Analysis of continuous outcomes when a large proportion of the data are zeroes

Date & Time
Monday, September 4, 2023, 12:30 PM - 2:00 PM
Location Name
Session Type
Statistical methods
Sandercock J1, Geneen LJ1
1Systematic Review Initiative, NHS Blood and Transplant, Oxford, UK

Background: Continuous outcomes are not straightforward to analyse if there are a large proportion of zeroes, as frequently occurs with outcomes such as volume of blood transfused for conditions for which blood transfusion is not always necessary. Should we analyse volume per person randomised (PPR) or per person transfused (PPT)? If numbers randomised and transfused are both known, we can convert between PPR and PPT using the relationship between sums of squares familiar from analysis of variance, but several statistical and practical issues arise. Statistical Issues: Standard methods of analysis for continuous outcomes rely on the Central Limit Theorem. When the underlying distribution is extreme owing to a large proportion of zeroes in the data, an intention-to-treat analysis (PPR) may require sample sizes of many hundreds or even thousands before the sampling distribution of the mean is closely approximated by the normal distribution. A PPT analysis will converge with smaller sample sizes, but if only a small proportion required transfusion, this still requires a large number randomised. Practical Issues: Some trials report the mean volume transfused without reporting the number receiving a transfusion and so would be excluded from a PPT analysis. It is sometimes unclear whether a trial has reported PPR or PPT. Converting between PPR and PPT may produce impossible values (negative sums of squares), helping to clarify this. This may also highlight cases where a standard error has been mislabelled as a standard deviation.
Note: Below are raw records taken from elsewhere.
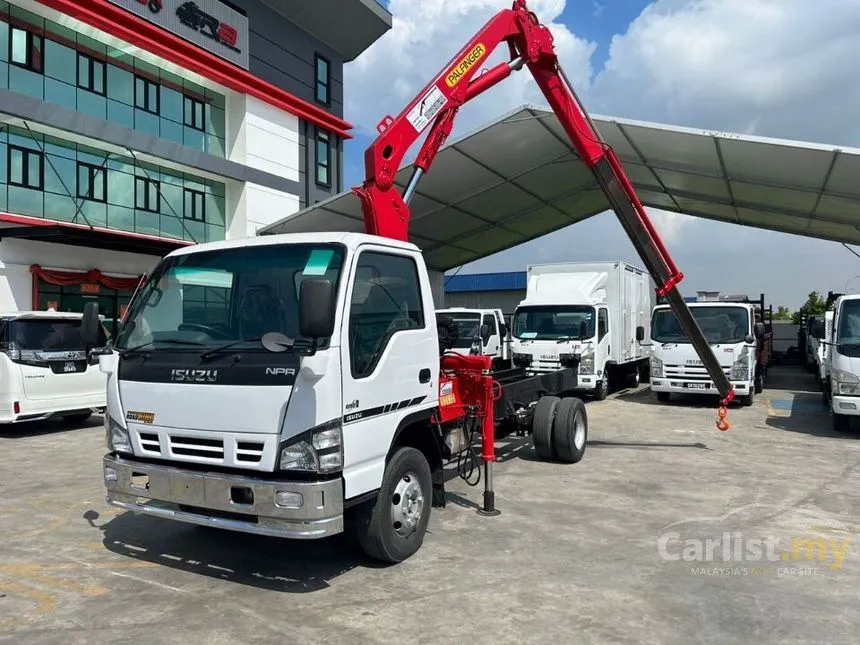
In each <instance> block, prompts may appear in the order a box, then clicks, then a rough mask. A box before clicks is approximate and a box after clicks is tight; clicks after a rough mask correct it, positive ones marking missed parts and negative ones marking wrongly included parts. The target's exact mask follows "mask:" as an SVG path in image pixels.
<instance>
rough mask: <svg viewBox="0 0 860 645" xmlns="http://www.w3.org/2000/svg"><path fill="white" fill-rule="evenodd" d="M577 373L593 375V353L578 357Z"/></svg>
mask: <svg viewBox="0 0 860 645" xmlns="http://www.w3.org/2000/svg"><path fill="white" fill-rule="evenodd" d="M579 373H580V374H594V353H593V352H591V353H588V354H580V355H579Z"/></svg>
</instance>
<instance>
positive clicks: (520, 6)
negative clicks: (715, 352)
mask: <svg viewBox="0 0 860 645" xmlns="http://www.w3.org/2000/svg"><path fill="white" fill-rule="evenodd" d="M502 43H505V44H507V47H508V51H509V53H510V60H509V61H508V62H503V63H499V64H498V65H495V66H494V67H492V68H490V69H489V70H486V71H484V72H483V73H481V74H478V73H477V72H478V70H479V69H481V64H482V63H483V62H485V60H486V59H487V58H488V57H489V56H490V55H491V54H492V53H493V51H494V50H495V49H496V48H497V47H498V46H499V45H501V44H502ZM524 66H525V67H527V68H528V69H529V71H530V72H531V73H532V75H533V76H534V78H535V81H536V82H537V84H538V86H539V87H540V89H541V91H542V92H543V94H544V96H545V97H546V100H547V101H548V102H549V104H550V106H551V107H552V109H553V111H554V112H555V114H556V116H557V117H558V120H559V122H560V123H561V125H562V127H563V128H564V130H565V132H566V133H567V135H568V137H569V138H570V141H571V144H572V145H573V147H574V148H575V149H576V151H577V153H578V154H579V156H580V157H581V158H582V160H583V161H584V162H585V164H586V165H587V166H588V167H589V168H590V169H591V170H592V172H593V173H594V176H595V179H596V181H597V183H598V184H599V185H600V187H601V188H602V189H603V192H604V194H605V195H606V197H607V199H608V201H609V203H610V206H611V207H612V209H613V210H614V211H615V214H616V215H617V216H618V219H619V221H620V222H621V225H622V226H623V227H624V229H625V231H626V232H627V234H628V236H629V237H630V240H631V241H632V242H633V245H634V247H635V248H636V250H637V251H638V253H639V256H640V257H641V258H642V261H643V262H644V263H645V265H646V268H647V269H648V271H649V272H650V274H651V276H652V277H653V278H654V281H655V283H656V284H657V293H658V295H660V296H664V297H666V299H667V300H668V302H669V304H670V305H671V306H672V309H673V311H674V313H675V315H676V316H677V318H678V320H679V322H680V323H681V326H682V327H683V328H684V331H685V332H686V333H687V336H688V338H690V340H691V342H692V344H693V346H694V347H695V348H696V351H697V353H698V355H699V357H700V358H701V359H702V362H703V364H704V365H705V367H706V368H707V370H708V373H709V374H710V376H711V379H712V380H713V381H714V385H715V386H716V388H717V390H718V391H719V392H720V394H721V396H722V405H723V406H725V405H727V404H728V403H729V402H730V401H731V400H732V399H733V398H734V390H733V388H732V386H731V383H730V382H729V380H728V378H727V377H726V375H725V373H724V372H723V369H722V367H720V364H719V361H718V360H717V358H716V357H715V356H714V354H713V352H712V351H711V348H710V346H709V344H708V342H707V339H706V338H705V336H704V334H702V331H701V329H699V326H698V324H697V323H696V321H695V319H694V318H693V316H692V314H691V313H690V310H689V308H688V307H687V306H686V303H685V302H684V300H683V298H682V297H681V294H680V292H679V291H678V290H677V285H678V283H679V282H680V281H681V280H682V279H683V277H684V276H683V274H682V273H681V272H680V271H679V270H678V268H677V267H676V266H675V263H674V262H673V261H672V258H671V257H670V256H669V253H668V251H667V250H666V248H665V246H664V245H663V242H662V241H661V240H660V237H659V236H658V234H657V231H656V229H655V228H654V226H653V224H652V223H651V220H650V219H649V217H648V215H647V213H646V212H645V209H644V207H643V206H642V203H641V202H640V201H639V198H638V197H637V196H636V192H635V190H634V188H633V185H632V184H631V182H630V180H629V179H628V178H627V176H626V174H625V173H624V169H623V167H622V165H621V162H620V161H619V160H618V157H617V156H616V155H615V152H614V151H613V150H612V148H611V147H610V146H609V145H608V144H606V143H605V142H604V141H603V140H602V138H601V137H600V135H599V134H598V132H597V129H596V128H595V127H594V125H593V124H592V122H591V120H590V119H589V117H588V114H587V112H586V111H585V109H584V108H583V106H582V105H581V103H580V102H579V100H578V98H577V96H576V93H575V92H574V90H573V87H572V86H571V85H570V83H569V82H568V80H567V78H566V77H565V75H564V72H563V71H562V70H561V68H560V67H559V63H558V57H557V56H556V53H555V49H554V46H553V37H552V33H551V32H550V30H549V29H548V28H547V27H546V26H544V25H542V24H540V22H539V21H538V19H537V17H536V16H535V14H534V13H533V12H531V11H529V9H528V8H527V6H526V0H514V2H513V6H512V8H511V9H505V10H502V11H500V12H499V13H498V14H496V15H495V16H494V17H493V18H491V19H490V20H489V21H488V22H487V24H485V25H484V27H483V28H482V29H481V30H480V31H478V33H477V34H475V36H474V37H473V38H472V39H471V40H470V41H469V43H468V44H467V45H466V46H465V47H463V49H461V50H460V51H459V52H458V53H457V54H456V55H455V56H454V57H453V58H452V59H451V60H450V61H449V62H448V64H447V65H445V67H444V68H443V69H442V72H441V73H440V74H439V75H438V76H436V78H434V79H433V80H432V81H431V82H430V83H429V84H428V85H427V86H426V87H425V88H424V89H422V90H421V92H419V94H418V95H417V96H416V97H415V99H413V100H412V102H411V103H409V105H407V106H406V108H405V109H404V110H403V111H402V112H401V113H400V114H399V115H398V116H397V117H396V118H392V117H391V116H386V117H385V118H384V119H382V120H381V121H380V122H379V124H378V125H377V131H378V133H379V136H378V137H377V139H376V140H375V141H374V142H373V143H372V144H371V145H370V146H369V147H368V148H367V150H366V151H365V156H364V162H365V168H366V175H365V180H364V183H363V184H362V186H361V187H356V188H353V189H352V190H353V192H355V193H356V194H357V195H358V197H359V198H360V199H361V204H362V210H363V212H364V221H365V228H366V230H367V232H368V233H370V234H374V235H380V236H383V237H388V238H393V239H397V240H403V241H406V240H408V232H409V218H410V213H409V207H408V203H409V201H410V199H411V197H412V195H413V193H414V191H415V188H416V186H417V184H418V182H419V181H420V179H421V177H422V175H423V174H424V173H425V172H427V171H428V169H429V168H430V165H431V163H432V162H433V159H434V158H435V156H436V153H437V152H438V151H439V149H440V148H441V147H442V145H443V144H444V143H445V140H446V139H447V138H448V135H449V134H450V133H451V129H452V127H453V125H454V118H455V117H456V115H457V112H458V110H459V109H460V106H462V105H463V104H464V103H466V102H467V101H469V100H471V99H473V98H475V97H476V96H478V95H479V94H481V93H483V92H485V91H486V90H488V89H489V88H491V87H493V86H494V85H496V84H497V83H499V82H500V81H502V80H504V79H505V78H507V77H508V76H510V74H511V73H512V72H514V71H518V70H519V69H521V68H522V67H524ZM427 128H429V132H428V134H427V138H426V139H425V141H424V143H423V144H422V146H421V150H420V151H419V153H418V156H417V158H416V161H415V163H414V171H413V175H412V177H411V178H410V181H409V184H408V185H407V187H406V189H405V191H404V192H403V194H402V195H401V194H400V192H399V191H398V189H397V187H396V186H395V185H394V178H395V176H396V174H397V171H398V169H399V168H400V165H401V163H402V162H403V158H404V156H405V154H406V152H407V151H408V150H409V148H410V147H411V146H412V145H413V144H414V143H415V141H416V140H417V139H418V138H419V137H420V136H421V135H422V134H423V133H424V131H425V130H427Z"/></svg>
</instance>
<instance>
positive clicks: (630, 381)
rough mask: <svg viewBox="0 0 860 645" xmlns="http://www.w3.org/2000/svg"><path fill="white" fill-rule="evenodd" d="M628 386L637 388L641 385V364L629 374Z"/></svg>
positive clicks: (629, 387) (627, 384)
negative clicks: (639, 373)
mask: <svg viewBox="0 0 860 645" xmlns="http://www.w3.org/2000/svg"><path fill="white" fill-rule="evenodd" d="M626 381H627V387H629V388H632V389H636V388H637V387H639V366H638V365H637V366H636V367H635V369H634V370H633V371H632V372H630V373H629V374H628V375H627V379H626Z"/></svg>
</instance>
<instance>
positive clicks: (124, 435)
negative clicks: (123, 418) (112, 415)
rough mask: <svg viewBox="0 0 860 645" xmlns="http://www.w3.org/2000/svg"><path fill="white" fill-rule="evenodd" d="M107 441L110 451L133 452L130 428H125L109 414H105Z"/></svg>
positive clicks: (105, 424)
mask: <svg viewBox="0 0 860 645" xmlns="http://www.w3.org/2000/svg"><path fill="white" fill-rule="evenodd" d="M105 443H106V444H107V449H108V452H124V453H127V454H129V455H130V454H132V450H131V438H130V437H129V436H128V430H126V429H125V428H123V427H122V426H121V425H120V424H119V423H117V422H116V420H114V419H113V418H112V417H111V416H110V415H109V414H105Z"/></svg>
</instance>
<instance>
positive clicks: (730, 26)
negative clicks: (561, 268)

Conclusions: When extracting these sorts of outcomes, it is important to be sure which value (PPR or PPT) was reported and to ensure that pooled results are all based on the same denominator. Extracted data should be carefully assessed for unusual or impossible values. There is no clear answer as to which analysis is best under any given circumstance; it may be useful to present both and note where the sample sizes available may not be sufficient to meet the underlying assumptions. We have produced a spreadsheet (available on request) to convert between PPR and PPT, including error flags and plots to help diagnose issues with the data extracted.
Patient, public and/or healthcare consumer involvement: None.